Na última sexta-feira a SIC lançou uma nova plataforma de videojogos. Advnce é o nome do projecto que tem programas de TV na SIC Radical e na SIC e tudo acompanhado com um site que tenta centralizar a comunidade de gamers em Portugal. Infelizmente a concretização desta boa ideia é péssima. O primeiro programa começa com uma apresentação com linguagem adolescente de Diogo Valssassina e onde são apresentados especialistas que nada mais são do que Youtubers e Streamers.

Longe vão os tempos da inovadora SIC Radical com programas de espírito jovem mas que eram para todas as idades. Longe vão os tempos do Templo dos Jogos, possivelmente o melhor programa de TV que apareceu em Portugal sobre os videojogos, que tinha apresentação profissional mas divertida de apresentadores como Rita Mendes, João Maia Abreu ou Cristina Möhler, entre outros.  Ao escolherem-se Youtubers/influencers claramente passa-se a mensagem que os programas são para crianças, para um público sub-14.

E por falar em especialistas, lembram-se do Paulo Dimas no Ponto por Ponto? A SIC para especialistas escolheu Youtubers e Streamers… Infelizmente é uma prática recorrente das marcas em Portugal, mas os grandes criadores portugueses de conteúdos nas plataformas online estão longe de poderem ser considerados especialistas no assunto e, pior ainda, alguns deles estão associados a negócios obscuros: alguns pediam dinheiro aos seus subscritores e outros têm “negócios” pouco sérios no Facebook com páginas de venda/leilões de videojogos. Ainda hoje é caricato pensar que o BPI se associou ao Tiagovski… Mas infelizmente as marcas não têm pudor ao associar-se a estes influenciadores. E porquê? Por causa da grande afluência do público jovem que é atraído por estas personalidades.

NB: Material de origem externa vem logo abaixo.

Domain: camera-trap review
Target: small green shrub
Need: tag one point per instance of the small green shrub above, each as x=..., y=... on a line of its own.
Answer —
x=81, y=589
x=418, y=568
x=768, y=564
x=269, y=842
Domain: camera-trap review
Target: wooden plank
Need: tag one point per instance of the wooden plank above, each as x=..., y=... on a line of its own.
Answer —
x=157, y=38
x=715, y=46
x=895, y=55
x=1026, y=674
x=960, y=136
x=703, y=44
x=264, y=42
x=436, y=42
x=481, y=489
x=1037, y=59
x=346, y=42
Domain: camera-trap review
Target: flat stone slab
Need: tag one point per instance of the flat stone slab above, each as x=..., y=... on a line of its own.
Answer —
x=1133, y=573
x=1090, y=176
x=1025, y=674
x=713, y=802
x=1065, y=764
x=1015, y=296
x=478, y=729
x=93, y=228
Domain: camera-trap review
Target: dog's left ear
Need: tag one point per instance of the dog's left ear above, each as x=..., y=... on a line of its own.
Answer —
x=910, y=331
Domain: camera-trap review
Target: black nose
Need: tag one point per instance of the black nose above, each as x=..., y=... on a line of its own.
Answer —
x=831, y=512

Ainda há pouco tempo pôde-se verificar em primeira mão este facto. Os dois grande eventos de videojogos em Portugal, Moche XL Games World e Lisboa Games Week tiveram uma mini-edição online. O Moche XL Games World com muitos Youtubers famosos conseguiu ter 10 vezes mais público que o Lisboa Games Week. Mas este facto pode ser justificado pois quem vê estes programas online é precisamente o público dos Youtubers.  Mas mesmos marcas como a Nintendo e a PlayStation também preferem escolher personalidades para promover os videojogos. É certo que uma Filomena Cautela ou um Nuno Markl a promover um jogo é um pouco mais interessante do que ver uma Pamufa ou um Bombnuker (mas pouco mais) mas será que a indústria portuguesa não consegue ser/fazer melhor ?

Outro aspecto negativo que igualmente a SIC não conseguiu fugir é a visão reduzida dos videojogos. Quando falam de videojogos é FIFA, CS, LoL ou mais um ou dois jogos… Se alguém fizer uma lista dos melhores videojogos, ninguém fala destes jogos mas mesmo assim as marcas não conseguem fugir a estes jogos do grande público. Por mês saem centenas de jogos, há muito mais jogadores a jogar jogos single-player do que jogadores a terem interesse nos Esports e no entanto estes  jogos que servem a grande maioria dos jogadores são esquecidos. Há uma diversidade imensa de jogos e o primeiro programa da SIC dedicado ao retro fala de FIFA?

Quando põem Youtubers a falar e quando só falam do mesmo, parecem que querem alienar as pessoas que gostam de jogos. É claro que quem sou eu para dizer o que as marcas devem ou não fazer, mas por uma vez, gostava que alguém pensasse que alguns de nós, a maioria de nós, quer jogos pelos jogos.

Será que ninguém consegue mostrar que videojogos é cultura, é arte, é ciência e por si só é mais que motivo para ter a devida importância ?

Será que ninguém consegue ver que os videojogos são para todas as idades ?

Não quero mais ver os Quim Barreiros do meio a falar de videojogos!